The result is that a Baker & McKenzie client anywhere can get a real-time discussion with someone on the ground in China.

"I got a call yesterday from a client who needed assistance in China on a litigation matter," said Suse. "He needed guidance in 24 hours. Well, we were able to put him in touch with one of our litigators in China the same day, and by the time the client came to work next morning, the document was reviewed and filed."

"We didn't have to root around to try to find some Chinese law firm to help us," he said. "Our global practice is integrated, so we were able to respond literally in a matter of minutes."

Multidisciplinary practice

As China opens up for American firms, Altman Weil's Bower looks across the Atlantic and sees what could be the beginning of a turbulent force. Its name is multidisciplinary practice and the inroads it is starting to make overseas could ultimately reach here.

"MDP was rejected by the ABA, and lawyers have been taking great pride in surviving the onslaught from the Big Five accounting firms," Bower said. "But now the Big Four accounting firms still employ lawyers to do what law firms used to do."

"It's a subtle incursion into the marketplace," he said, "but it's nothing compared to what’s happening in Australia, South America, and the U.K."

According to Bower, MDP has already been adopted in Australia, with accounting firms providing some legal services there, and in South America.

In Britain, the government-sponsored Clementi Commission, headed by Sir David Clementi, the chairman of Prudential, one of Britain’s largest insurance companies, filed a report in December 2004 on "the regulatory framework for legal services in England and Wales" that has shaken the legal system there.

"The commission recommended that non-lawyers be allowed to own and manage law firms and advocated taking the regulation of law—both the qualification and discipline of lawyers—into a public commission that would include non-lawyers," Bower said. "This is part of a push by the Labor government toward liberalization of legal profession."

One of the goals of the commission was to make law more competitive and affordable.

"In the UK, the firms that compete with Wall Street have billing rates higher than Wall Street," Bower said. "They are unaffordable to all but the top corporations. The sense of the commission is that allowing law firms to be owned wholly or in part by non-lawyers will create more price competition."

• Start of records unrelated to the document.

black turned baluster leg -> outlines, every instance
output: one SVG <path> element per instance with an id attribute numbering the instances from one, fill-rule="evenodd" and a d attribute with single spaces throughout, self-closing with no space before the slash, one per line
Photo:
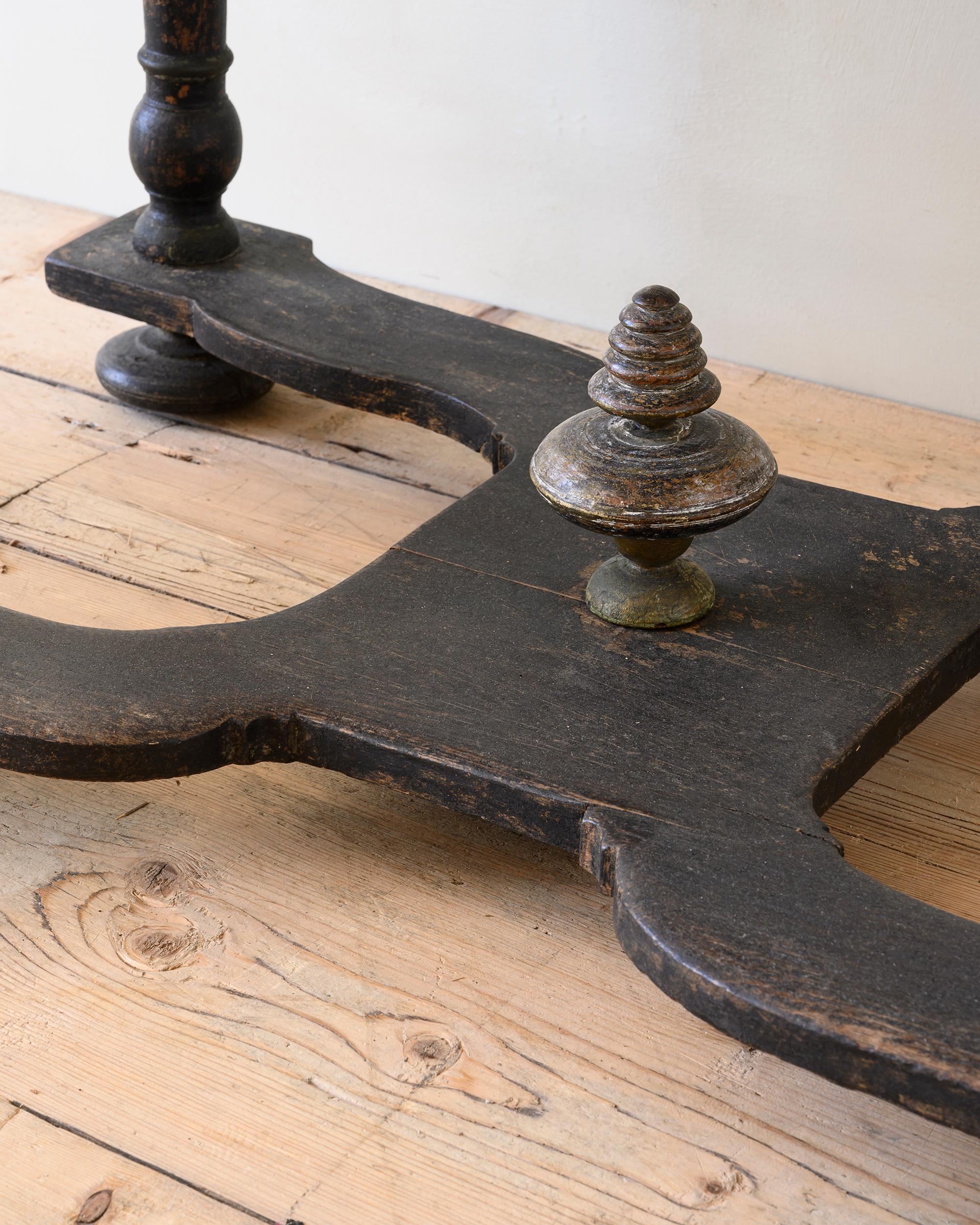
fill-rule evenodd
<path id="1" fill-rule="evenodd" d="M 143 0 L 146 94 L 132 116 L 130 157 L 149 205 L 132 240 L 157 263 L 200 267 L 239 250 L 222 207 L 241 158 L 241 126 L 224 92 L 225 11 L 225 0 Z M 96 372 L 118 399 L 175 413 L 234 408 L 272 386 L 158 327 L 114 337 Z"/>

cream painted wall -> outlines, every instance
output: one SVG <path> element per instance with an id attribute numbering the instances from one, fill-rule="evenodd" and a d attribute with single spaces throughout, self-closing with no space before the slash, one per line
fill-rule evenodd
<path id="1" fill-rule="evenodd" d="M 96 17 L 93 29 L 92 17 Z M 120 212 L 138 0 L 4 13 L 0 187 Z M 354 271 L 980 417 L 980 0 L 230 0 L 230 209 Z"/>

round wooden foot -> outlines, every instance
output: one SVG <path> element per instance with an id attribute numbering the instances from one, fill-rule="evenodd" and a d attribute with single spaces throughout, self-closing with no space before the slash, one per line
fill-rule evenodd
<path id="1" fill-rule="evenodd" d="M 690 625 L 710 611 L 714 584 L 701 566 L 680 555 L 684 540 L 620 540 L 586 588 L 586 604 L 604 621 L 636 630 Z"/>
<path id="2" fill-rule="evenodd" d="M 268 379 L 222 361 L 187 336 L 135 327 L 107 341 L 96 358 L 102 386 L 135 408 L 162 413 L 217 413 L 257 399 Z"/>

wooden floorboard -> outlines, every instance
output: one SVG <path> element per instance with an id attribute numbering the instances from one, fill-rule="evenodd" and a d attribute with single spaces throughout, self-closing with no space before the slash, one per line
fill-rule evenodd
<path id="1" fill-rule="evenodd" d="M 40 272 L 94 219 L 0 198 L 7 606 L 123 628 L 260 615 L 485 478 L 448 440 L 279 388 L 205 425 L 111 403 L 92 356 L 129 325 Z M 979 423 L 713 368 L 783 470 L 980 502 Z M 828 818 L 859 867 L 969 918 L 979 718 L 968 686 Z M 4 774 L 0 849 L 4 1225 L 75 1220 L 99 1189 L 107 1220 L 154 1225 L 980 1220 L 979 1142 L 685 1013 L 550 848 L 258 766 Z"/>

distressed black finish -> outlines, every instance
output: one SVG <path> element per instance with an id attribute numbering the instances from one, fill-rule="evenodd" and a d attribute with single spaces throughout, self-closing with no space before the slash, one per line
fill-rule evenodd
<path id="1" fill-rule="evenodd" d="M 158 263 L 217 263 L 240 245 L 222 207 L 241 160 L 241 125 L 224 92 L 233 58 L 225 11 L 225 0 L 143 0 L 146 93 L 130 125 L 130 159 L 149 205 L 132 245 Z M 126 404 L 168 413 L 236 408 L 272 386 L 156 327 L 104 344 L 96 374 Z"/>
<path id="2" fill-rule="evenodd" d="M 718 593 L 697 627 L 606 625 L 583 600 L 603 539 L 527 474 L 589 407 L 592 359 L 257 225 L 221 265 L 151 263 L 137 217 L 50 256 L 55 292 L 448 434 L 497 474 L 274 616 L 126 633 L 0 614 L 0 763 L 304 761 L 499 821 L 579 851 L 630 956 L 699 1016 L 980 1134 L 980 927 L 850 869 L 818 817 L 980 668 L 980 510 L 780 479 L 692 545 Z"/>
<path id="3" fill-rule="evenodd" d="M 241 124 L 224 92 L 232 51 L 225 4 L 143 0 L 146 93 L 130 126 L 130 159 L 149 192 L 136 250 L 173 265 L 214 263 L 239 249 L 222 207 L 241 160 Z"/>

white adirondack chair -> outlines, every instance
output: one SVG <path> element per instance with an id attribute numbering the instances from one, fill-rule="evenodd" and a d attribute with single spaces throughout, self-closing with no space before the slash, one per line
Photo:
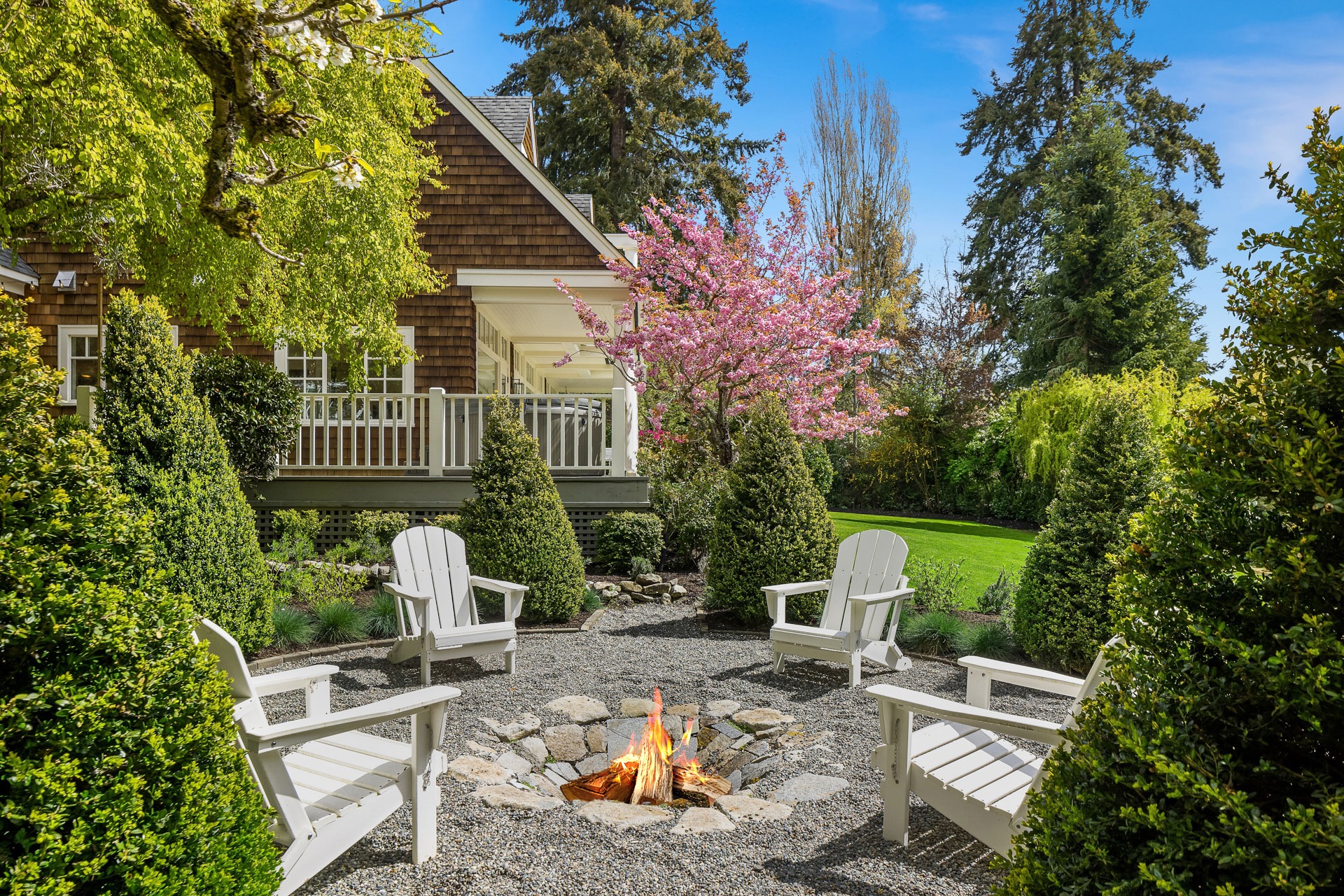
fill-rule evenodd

One early result of the commission’s recommendations is the appearance of "Tesco law." Britain's largest supermarket chain, Tesco, now has "legal stores" in its grocery stores and on its website. These legal stores started as do-it-yourself law, but now, Bower said, every Tesco store will have a law office available for its customers.

"That's exactly what will happen in the UK," he said, "and because of the EU, it's likely to spread to other countries. As that begins to happen, there will be more pressure on legal profession elsewhere in the world, to open up, especially on the ownership issues."

"The law firms here will be resistant because the ROI will come out of profits shared by partners," Bower said, "because they won't want to see their profits taken by their investors, but liberal ownership is beginning to get traction."